Sherard Holland, a 16-year-old sophomore at Curie High School on Chicago's Southwest Side, said he is in the middle of the issue.

He is active in Generation Y, a youth group that organizes teens around urban issues. The group has challenged the Chicago Public Schools to change the over-representation of students of color in military programs and under-representation in college preparatory classes.

But Holland is also a member of his school's Junior ROTC program. He signed up because he plans to serve as an electrician in the military after high school. "I wanted to go in because of the benefits," Holland said. "They will pay 100 percent of your [college] tuition."

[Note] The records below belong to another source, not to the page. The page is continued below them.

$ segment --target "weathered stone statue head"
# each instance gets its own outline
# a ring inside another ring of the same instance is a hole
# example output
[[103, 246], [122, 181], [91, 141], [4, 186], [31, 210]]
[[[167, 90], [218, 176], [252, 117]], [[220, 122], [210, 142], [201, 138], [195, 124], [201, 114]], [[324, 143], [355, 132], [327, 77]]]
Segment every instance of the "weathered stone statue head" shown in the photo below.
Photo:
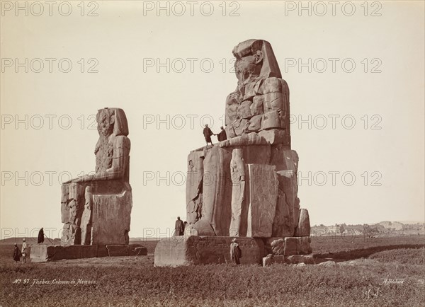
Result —
[[[249, 40], [233, 48], [238, 79], [236, 91], [226, 100], [226, 134], [230, 138], [262, 132], [261, 139], [290, 146], [289, 88], [270, 44]], [[229, 144], [240, 144], [236, 140]], [[246, 143], [246, 142], [244, 142]]]
[[258, 77], [282, 77], [268, 42], [262, 40], [245, 40], [235, 46], [232, 53], [236, 58], [236, 76], [241, 82], [254, 81]]
[[128, 124], [125, 113], [122, 109], [105, 108], [98, 110], [96, 115], [98, 132], [101, 136], [110, 134], [128, 135]]

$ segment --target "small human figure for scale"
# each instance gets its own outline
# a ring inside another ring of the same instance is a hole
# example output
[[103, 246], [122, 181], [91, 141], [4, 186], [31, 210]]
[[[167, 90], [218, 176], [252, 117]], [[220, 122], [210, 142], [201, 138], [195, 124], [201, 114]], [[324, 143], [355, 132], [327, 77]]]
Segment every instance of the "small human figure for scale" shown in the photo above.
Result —
[[177, 216], [177, 221], [174, 226], [174, 236], [183, 236], [184, 233], [184, 224], [180, 219], [180, 216]]
[[226, 134], [226, 130], [223, 128], [223, 126], [220, 127], [221, 131], [217, 135], [217, 138], [218, 139], [218, 141], [225, 141], [227, 139], [227, 135]]
[[18, 244], [15, 243], [15, 248], [13, 250], [13, 260], [18, 263], [21, 261], [21, 250], [18, 247]]
[[37, 243], [38, 244], [42, 243], [44, 242], [44, 231], [42, 230], [42, 227], [38, 231], [38, 238], [37, 240]]
[[242, 251], [235, 238], [232, 240], [232, 243], [230, 243], [230, 258], [232, 259], [232, 262], [235, 265], [240, 265], [241, 262], [239, 259], [242, 257]]
[[22, 239], [22, 248], [21, 250], [21, 253], [22, 253], [22, 262], [23, 263], [26, 263], [26, 242], [25, 241], [25, 238]]
[[208, 146], [208, 143], [211, 143], [211, 145], [212, 145], [212, 141], [211, 141], [211, 136], [214, 135], [214, 134], [208, 127], [208, 124], [205, 124], [205, 127], [203, 129], [203, 134], [205, 138], [205, 141], [207, 142], [207, 146]]

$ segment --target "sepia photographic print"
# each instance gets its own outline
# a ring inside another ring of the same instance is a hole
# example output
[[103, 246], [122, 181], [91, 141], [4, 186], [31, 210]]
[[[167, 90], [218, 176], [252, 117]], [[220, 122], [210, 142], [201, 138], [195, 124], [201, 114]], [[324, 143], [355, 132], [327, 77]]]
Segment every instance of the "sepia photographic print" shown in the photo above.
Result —
[[0, 307], [423, 306], [424, 1], [0, 4]]

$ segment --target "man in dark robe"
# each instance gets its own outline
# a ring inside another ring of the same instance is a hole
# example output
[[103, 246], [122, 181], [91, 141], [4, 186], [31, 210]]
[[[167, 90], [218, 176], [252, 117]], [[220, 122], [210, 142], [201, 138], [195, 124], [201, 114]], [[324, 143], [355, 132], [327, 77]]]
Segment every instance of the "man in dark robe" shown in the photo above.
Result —
[[239, 258], [242, 257], [242, 251], [235, 238], [232, 240], [232, 243], [230, 243], [230, 258], [232, 259], [232, 262], [235, 265], [240, 265]]
[[183, 236], [184, 233], [184, 224], [180, 219], [180, 216], [177, 216], [176, 225], [174, 226], [174, 236]]
[[208, 127], [208, 124], [205, 124], [205, 127], [203, 129], [203, 134], [204, 134], [204, 137], [205, 137], [205, 141], [207, 142], [207, 146], [208, 145], [208, 143], [211, 143], [211, 145], [212, 145], [212, 141], [211, 141], [211, 136], [214, 135], [214, 134], [212, 133], [211, 129]]
[[227, 139], [227, 136], [226, 135], [226, 130], [223, 128], [223, 126], [220, 127], [222, 130], [218, 134], [217, 134], [217, 138], [218, 139], [218, 141], [225, 141]]
[[21, 261], [21, 250], [18, 247], [18, 244], [15, 243], [15, 249], [13, 250], [13, 260], [16, 262]]
[[42, 230], [42, 227], [38, 231], [38, 239], [37, 240], [38, 243], [42, 243], [44, 242], [44, 231]]

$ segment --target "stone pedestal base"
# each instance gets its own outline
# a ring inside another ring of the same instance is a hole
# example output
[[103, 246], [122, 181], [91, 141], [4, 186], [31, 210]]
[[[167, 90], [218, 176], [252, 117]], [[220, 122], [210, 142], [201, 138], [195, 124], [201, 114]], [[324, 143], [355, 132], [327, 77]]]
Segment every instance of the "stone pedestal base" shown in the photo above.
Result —
[[290, 256], [273, 256], [264, 257], [263, 258], [263, 267], [266, 267], [273, 263], [305, 263], [306, 265], [313, 265], [314, 260], [312, 255], [292, 255]]
[[67, 246], [30, 244], [29, 248], [30, 258], [33, 262], [45, 262], [62, 259], [147, 255], [147, 249], [138, 244]]
[[[233, 237], [176, 236], [162, 239], [155, 248], [155, 267], [178, 267], [232, 263], [230, 243]], [[241, 265], [261, 264], [266, 255], [261, 238], [237, 238], [242, 251]]]

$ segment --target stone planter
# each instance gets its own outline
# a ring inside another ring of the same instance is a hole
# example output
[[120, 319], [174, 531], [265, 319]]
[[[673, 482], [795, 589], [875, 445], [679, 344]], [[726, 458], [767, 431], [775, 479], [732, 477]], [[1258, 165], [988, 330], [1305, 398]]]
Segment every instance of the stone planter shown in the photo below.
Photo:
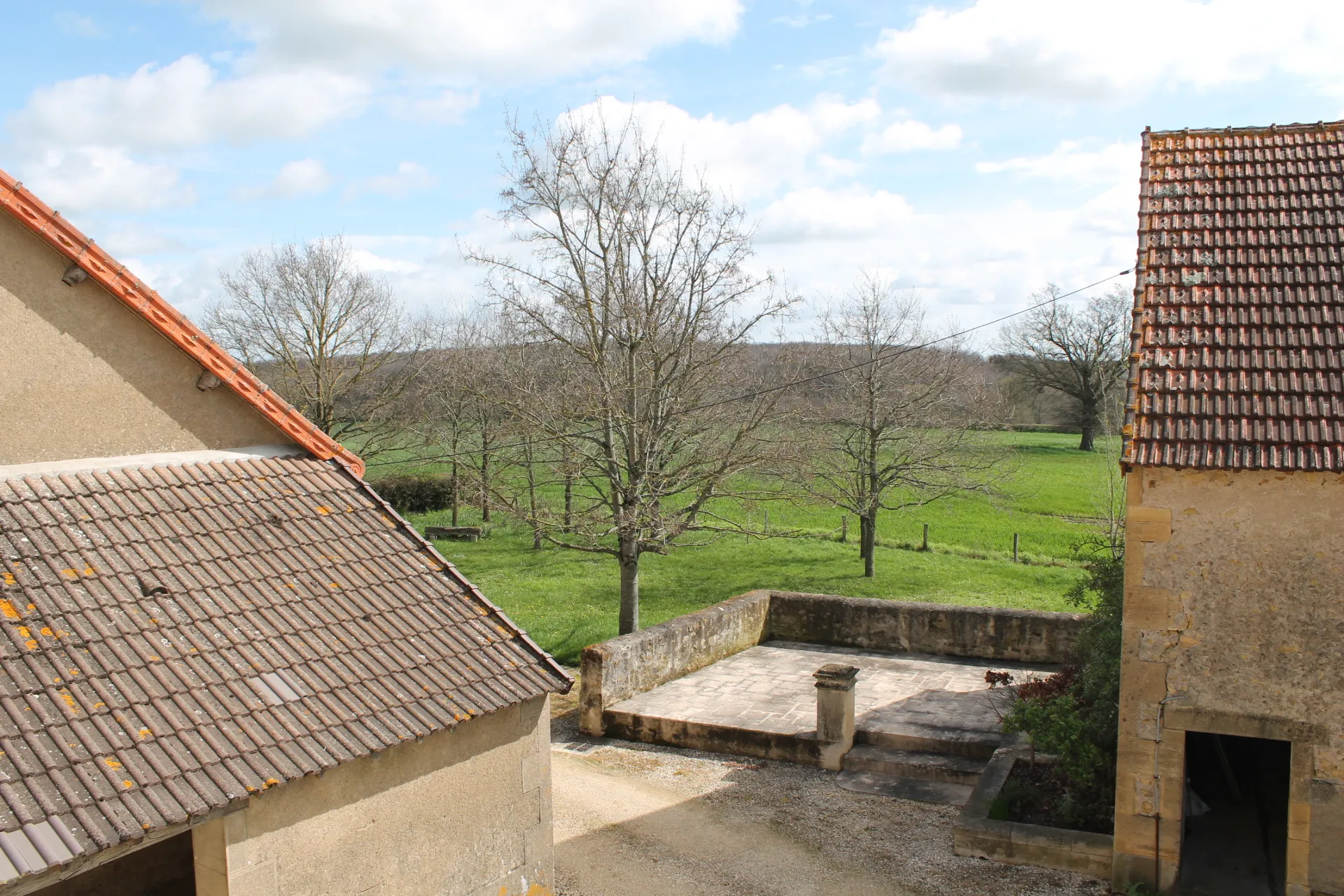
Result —
[[1110, 834], [989, 818], [989, 805], [999, 797], [1013, 766], [1019, 759], [1025, 762], [1025, 739], [1020, 735], [995, 751], [957, 819], [954, 852], [1011, 865], [1036, 865], [1110, 879], [1114, 841]]

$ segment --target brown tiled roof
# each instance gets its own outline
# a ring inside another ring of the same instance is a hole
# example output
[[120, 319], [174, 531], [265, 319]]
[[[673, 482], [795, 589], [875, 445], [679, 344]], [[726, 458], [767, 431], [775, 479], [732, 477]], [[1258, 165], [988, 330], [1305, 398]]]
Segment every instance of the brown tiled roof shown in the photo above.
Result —
[[1144, 133], [1124, 461], [1344, 470], [1344, 122]]
[[312, 457], [0, 478], [0, 881], [569, 688]]

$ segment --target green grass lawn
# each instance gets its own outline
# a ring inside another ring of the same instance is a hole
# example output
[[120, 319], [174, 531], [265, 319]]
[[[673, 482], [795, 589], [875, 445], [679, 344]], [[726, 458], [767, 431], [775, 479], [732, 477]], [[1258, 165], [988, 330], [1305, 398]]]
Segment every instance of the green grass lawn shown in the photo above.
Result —
[[[840, 513], [817, 504], [761, 502], [747, 512], [770, 531], [812, 532], [808, 537], [727, 536], [707, 547], [680, 548], [668, 556], [645, 555], [641, 571], [641, 623], [653, 625], [751, 588], [816, 591], [868, 598], [939, 603], [1067, 610], [1063, 592], [1082, 574], [1077, 545], [1098, 513], [1097, 493], [1106, 478], [1105, 453], [1077, 450], [1078, 437], [1003, 433], [1016, 474], [1000, 501], [958, 498], [879, 520], [876, 578], [864, 579], [857, 525], [851, 543], [827, 532]], [[446, 512], [411, 514], [411, 523], [442, 525]], [[478, 524], [478, 512], [464, 525]], [[919, 544], [930, 525], [929, 552]], [[1012, 535], [1021, 535], [1023, 563], [1012, 562]], [[620, 594], [613, 557], [547, 547], [532, 549], [526, 527], [496, 517], [477, 543], [439, 541], [439, 551], [466, 578], [562, 662], [574, 664], [589, 643], [617, 634]]]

Yet Holland has never wanted to be on the front lines, and the possibility of it has given him second thoughts about joining the military. "It kind of makes you worry," he said.

At the Chicago Military Academy in Bronzeville, a traditionai military regimen is structured into the school day. Students come to the South Side school four days a week dressed in uniform, and they endure inspections and roll calls. Still, Principal Phyllis Goodson stresses it is a college preparatory school.

On a morning in mid-February, teacher Donna Fournier, who is a commander in the U.S. Naval Reserve Force, led a class on diplomacy and military strategy. The class receives daily briefings on what's going on in Iraq. And when things are happening such as Secretary of State Colin Powell's speech to the United Nations, she turns on the television so that her students can witness history.

But Fournier said she does not try to influence students to join the military. "It is their own choice," she said.

About hail of the 20 or so students said they plan to sign up for the military or college ROTC after graduating from high school. Out of this group, two said they want to fight for their country.

Many are like Derrick Samuels. He plans to participate in college ROTC because he needs help paying for his education and doesn't think his C-average will win him many scholarships. He doesn't feel a war in Iraq would pose a direct threat to him.

And even if he could someday find himself in combat, Samuels has an 18-year-old's sense of invincibility.

"I am not going to sweat it," he said. "I plan to be around for a long time."